Als Rekeningcommissaris wordt ik gedwarsboomd door de syndicus (en zijn advocaat).
Gelet op:
Art. 577-5 § 3 BW. "De vereniging van mede-ëigenaars kan geen ander vermogen hebben dan de roerende goederen nodig voor de verwezenlijking van haar doel, dat uitsluitend bestaat in het behoud en het beheer van het gebouw of de groep van gebouwen."
heb ik mij verzet tegen het plaatsen van herstellingskosten onder de vorm van activa op de balans van de VME. Herstellingen aan het gebouw zijn geen roerende goederen omdat ze onroerend worden door bestemming en bovendien eigendom van de mede-eigenaars worden ingevolge het recht van natrekking.
Hun stelling is:
"Kosten aan de gemene delen van het gebouw kunnen als een investering worden beschouwd en moeten op de balans komen en jaarlijks te worden afgeschreven."
M.i. is dit bullshit in het kwadraat.
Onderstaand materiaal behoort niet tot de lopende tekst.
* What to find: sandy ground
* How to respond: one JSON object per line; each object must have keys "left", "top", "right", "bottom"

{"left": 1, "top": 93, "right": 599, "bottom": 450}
Een VME kan immers ingevolge bovenstaand artikel enkel roerende goederen bezitten die dienstig zijn voor het onderhoud van het gebouw, zoals bv. een grasmachine, een veegmachine, enz.
Ook de Commissie voor de Boekhoudkundige Normen geeft in haar adviesnota over deze materie exact mijn standpunt weer. Maar syndicus en zijn advocaat beweren dat een vrederechter daar geen rekening zal houden.
Vraag: Is mijn mening de juiste. Hoe nu handelen met syndicus en advocaat?
De AV heeft me herverkozen voor één jaar, maar in deze omstandigheden kan ik niet maar met deze mensen samenwerken.
Kan ik als Rekeningcommissaris ergens terecht voor "uitsluitsel" over dit onderwerp? Ik ben het cowboygedrag grondig beu.